Stephen Montagu Burrows was born in Headington, Oxfordshire, England on 26 December 1856, the second son of Montagu Burrows, a naval historian and professor at Oxford University, and Mary Anna née Whalley-Smythe-Gardiner, daughter of Sir James Whalley Smythe Gardiner, 3rd Baronet. He studied at Eton College and Exeter College, Oxford, graduating with a Bachelor of Arts in Classical Studies in 1879[1] and a Master of Arts in 1884.
He joined the Ceylon Civil Service in 1880 and was attached to the Kandy Kachcheri. In June 1881, he was appointed the private secretary to Lieutenant-Governor John Douglas and in November was made a Justice of the Peace (JP) and Assistant Coroner for Colombo. On 2 June 1882, he was assigned to the Queen's Advocates' Department. He was made an JP and the additional police magistrate for Galle on 25 August the same year.[1] In 1884 he published the Visitor's Guide to Kandy and Nuwara Eliya.

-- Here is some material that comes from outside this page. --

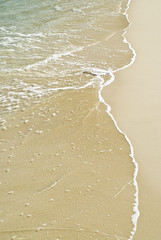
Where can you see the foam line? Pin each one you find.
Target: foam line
(136, 204)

He was appointed as the Assistant Government Agent in the North Central Province, and between 1884 and 1886, he was assigned the responsibility of supervising the archaeological survey of Anuradhapura and Polonnaruwa.[1] [2] [3] He published a book, The Buried Cities of Ceylon in 1885.[4] In June 1887, he was appointed as the Assistant Government Agent for Matale.[1]
In 1890, he married Isabella Christina Cruickshank (1859–1940),[5] at St. Peter's Church, Colombo.[6] She was the youngest daughter of pastoralist and landowner[7] Alexander Cruickshank, from Inverell, New South Wales, Australia and the sister of Australian politician George Cruickshank.[7] They had a son, Montagu Brocas (born 1894)[8] and a daughter, Agnes Mary Montagu (born 1897).[9] [5]
In 1892, he was made a District Judge in Kegalle, in 1893 the assistant Government Agent for Trincomalee, and in 1896 the assistant Government Agent for Nuwara Eliya.[1]
In 1899, he was appointed the Director of Public Instruction (Director Education), an office which he held to 1902, following which he was made the Government Agent for the North Western Province.[1] [10] He also acted as Chief Editor of a magazine known as "The Ceylon Miscellany" which he had started for the benefit of the members of the Clerical Service during his early days, in the Colombo Kachcheri. After a fine record of twenty-six years' service in Ceylon, during which he gained a high reputation for sympathy and understanding, as well as for culture and refinement, he retired and returned to England, where he continued to take an active interest in the East and all that concerned it.
Another of Sir Montagu's literary activities, though not directly concerned with Ceylon, was the publication of the autobiography of his father, a distinguished Oxford Professor.[11] [12]
In 1912, he was appointed local adviser at Oxford to Indian Students, in which capacity he was able to be of great assistance to students from Ceylon. In recognition of these services, he was made a Companion of the Indian Empire in 1917, and received the honour of knighthood in 1923.[13]
In 1922, he served as the High Sheriff of Oxfordshire for a year.[14]
In 1928, Sir Montagu delivered a lecture before the Royal Society on The Ancient Civilisation of Ceylon, the chair being taken by another old Civil Servant, Mr. E, B. Alexander.
Burrows died on 4 March 1935 at his residence in Oxford, Oxfordshire, at the age of 79.